I’m writing this post on Friday, a few hours after the news broke that the Supreme Court is upholding marriage equality as a constitutional right.  This will probably go up on Monday, though that’s going to be kind of late for riding the wave of thinkpieces that are sure to pop up on the subject over the weekend.

No matter.

I used to be a white evangelical Christian.  I’m still very white, and I’m still very Christian, but the evangelical aspect of my identity has faded in the last few years.  While the reasons for my giving up on evangelicalism are pretty varied and complex, I can point with confidence to my decision to support marriage equality as the first step that led to the end of that phase of my life.  It was when I publicly announced that I was pleased at the possibility of DOMA being overturned that family and friends who were concerned about the state of my faith started to approach me to see why I was adopting an “unbiblical” position.  That was a difficult thing to deal with.  It is incredibly stressful to be put in a position where you have to defend your conscience against people who love you; I don’t recommend it.

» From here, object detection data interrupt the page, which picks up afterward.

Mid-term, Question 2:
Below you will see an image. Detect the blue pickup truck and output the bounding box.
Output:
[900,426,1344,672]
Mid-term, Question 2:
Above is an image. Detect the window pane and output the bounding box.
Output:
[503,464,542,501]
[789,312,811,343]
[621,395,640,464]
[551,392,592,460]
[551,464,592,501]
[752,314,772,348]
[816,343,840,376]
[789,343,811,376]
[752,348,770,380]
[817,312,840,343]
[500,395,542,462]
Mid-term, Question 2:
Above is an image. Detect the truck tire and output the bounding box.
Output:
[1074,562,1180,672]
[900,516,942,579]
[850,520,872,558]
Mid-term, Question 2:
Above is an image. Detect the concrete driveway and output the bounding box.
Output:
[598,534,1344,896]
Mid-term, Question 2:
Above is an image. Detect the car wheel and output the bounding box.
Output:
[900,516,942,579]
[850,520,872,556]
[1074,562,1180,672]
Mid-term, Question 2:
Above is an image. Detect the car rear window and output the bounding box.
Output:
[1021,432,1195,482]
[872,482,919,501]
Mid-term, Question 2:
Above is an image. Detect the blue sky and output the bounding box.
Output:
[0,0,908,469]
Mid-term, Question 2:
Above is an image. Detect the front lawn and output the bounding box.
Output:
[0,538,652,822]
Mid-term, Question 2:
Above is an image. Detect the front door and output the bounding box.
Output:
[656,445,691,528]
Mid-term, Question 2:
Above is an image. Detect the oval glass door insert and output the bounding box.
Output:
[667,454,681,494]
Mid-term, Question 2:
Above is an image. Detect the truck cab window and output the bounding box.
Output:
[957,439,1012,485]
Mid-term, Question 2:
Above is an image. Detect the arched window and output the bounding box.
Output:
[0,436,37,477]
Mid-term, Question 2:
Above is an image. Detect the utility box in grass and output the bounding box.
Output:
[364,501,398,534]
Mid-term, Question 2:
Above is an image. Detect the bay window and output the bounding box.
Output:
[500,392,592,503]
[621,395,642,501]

Nonetheless, that passed, and I was overjoyed when DOMA was overturned.  The federal ban was lifted, and my aunts, who have a history together longer than my lifetime, began planning their wedding.  As they put together their plans, I got to watch as state after state decided that their own bans on marriage equality were unnecessary.  Every court decision that led to a flourish of weddings between happy couples was a victory.  For my aunts, they planned to have their wedding out of state, because Georgia hadn’t gotten around to making a decision (and now with the recent Supreme Court ruling, I suppose it gets to have the ignominious status of being one of the states that was forced to allow progress to proceed), which meant that most of my family wasn’t able to be present at the ceremony last May.  It was one of the happiest moments in my aunts’ lives, and it hurts a little bit in retrospect that they couldn’t have it at home where we could celebrate with them.

That brings me to today, which feels like an immense victory.  I keep seeing news stories about people rushing to celebrate with marriages that are fully legitimate under American law, and it’s a wonderful feeling.  There will be other things to fret over in the future, and this event doesn’t mark the end of the road for LGBTQ rights.

No matter though.

For now, it’s a win, and that’s worth noting.